Cabeto's eyes were wide open, watching Grace. “You feel it too?” Cabeto's mouth hardly moved as he spoke, and his voice was barely perceptible. He more breathed the words than spoke them.

 

Grace nodded.

 

Smoothly and silently, Cabeto eased onto his haunches and slipped his hand over his own musket. Just at that moment an explosion ripped through the walls, rocking the dungeon. Chunks of stone broke loose and rained down on the sleeping people. Men, women, and children jumped up and screamed in terror. In their panic, they ran into each other.

 

“Stay low!” Cabeto ordered in a hoarse whisper.

 

A blast of musket fire roared through the sagging grate, and the dungeon immediately flooded with smoke. A new wave of terror swept over the already panic-stricken Africans. Their dreadful shrieks ripped the darkness. People clawed over each other in a desperate attempt to get to the stairs.

 

As the smoke cleared, Grace saw two newly freed captives dead on the floor.
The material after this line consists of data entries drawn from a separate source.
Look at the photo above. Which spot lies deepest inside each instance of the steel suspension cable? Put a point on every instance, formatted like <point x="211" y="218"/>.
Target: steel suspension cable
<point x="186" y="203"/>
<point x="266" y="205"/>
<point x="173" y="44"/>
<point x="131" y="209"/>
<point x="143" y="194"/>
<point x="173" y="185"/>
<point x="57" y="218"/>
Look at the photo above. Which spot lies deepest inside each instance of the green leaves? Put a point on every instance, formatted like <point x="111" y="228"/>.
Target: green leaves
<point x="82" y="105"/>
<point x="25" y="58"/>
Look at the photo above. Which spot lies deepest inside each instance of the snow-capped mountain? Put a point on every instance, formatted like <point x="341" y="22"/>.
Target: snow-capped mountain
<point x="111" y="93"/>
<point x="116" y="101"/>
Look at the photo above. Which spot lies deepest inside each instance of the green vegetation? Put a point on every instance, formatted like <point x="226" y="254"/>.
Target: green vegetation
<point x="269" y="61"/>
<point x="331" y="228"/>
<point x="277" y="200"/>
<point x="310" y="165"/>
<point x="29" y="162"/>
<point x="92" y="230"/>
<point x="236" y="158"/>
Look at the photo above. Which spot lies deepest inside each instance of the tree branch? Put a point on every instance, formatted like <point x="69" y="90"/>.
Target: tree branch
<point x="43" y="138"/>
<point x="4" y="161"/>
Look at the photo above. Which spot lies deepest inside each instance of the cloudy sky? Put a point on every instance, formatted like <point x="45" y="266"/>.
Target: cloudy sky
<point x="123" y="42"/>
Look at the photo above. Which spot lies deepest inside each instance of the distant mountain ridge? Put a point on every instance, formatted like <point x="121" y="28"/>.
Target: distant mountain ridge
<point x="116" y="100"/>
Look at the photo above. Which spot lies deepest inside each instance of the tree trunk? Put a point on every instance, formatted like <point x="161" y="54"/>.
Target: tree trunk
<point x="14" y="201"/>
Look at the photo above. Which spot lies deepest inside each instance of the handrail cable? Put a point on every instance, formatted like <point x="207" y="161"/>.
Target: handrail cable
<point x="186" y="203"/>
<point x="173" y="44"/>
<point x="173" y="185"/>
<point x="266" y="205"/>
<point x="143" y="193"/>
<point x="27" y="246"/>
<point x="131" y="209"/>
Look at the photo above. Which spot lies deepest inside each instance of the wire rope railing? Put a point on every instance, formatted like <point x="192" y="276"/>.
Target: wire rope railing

Several other captives cried out that they were injured. When a panicked woman next to Grace started to shriek, a wild-eyed man behind her covered his ears and begged her to stop. But her cries only grew louder and more shrill. So the frantic man grabbed a chunk of rock and hit her over the head. The woman sank to her knees and fell to the floor, silent.

 

The first guard of attackers—a strange assortment of white men—immediately prepared their muskets to fire again, but Cabeto and Grace were ready. Their shots rang out

Cabeto first, then Grace

and two white men Grace had never seen before fell to the floor. The attackers stopped short. In blind puzzlement, they stared into the smoke-filled dungeon.

 

“Who be shootin’ back at us?” one mumbled. “No resistance is wot Winslow told us. No weapons in ’ere, he said.”

 

Hurriedly, Antonio and Sunba rammed charges into their muskets. Tungo and Gamka scrambled for their weapons.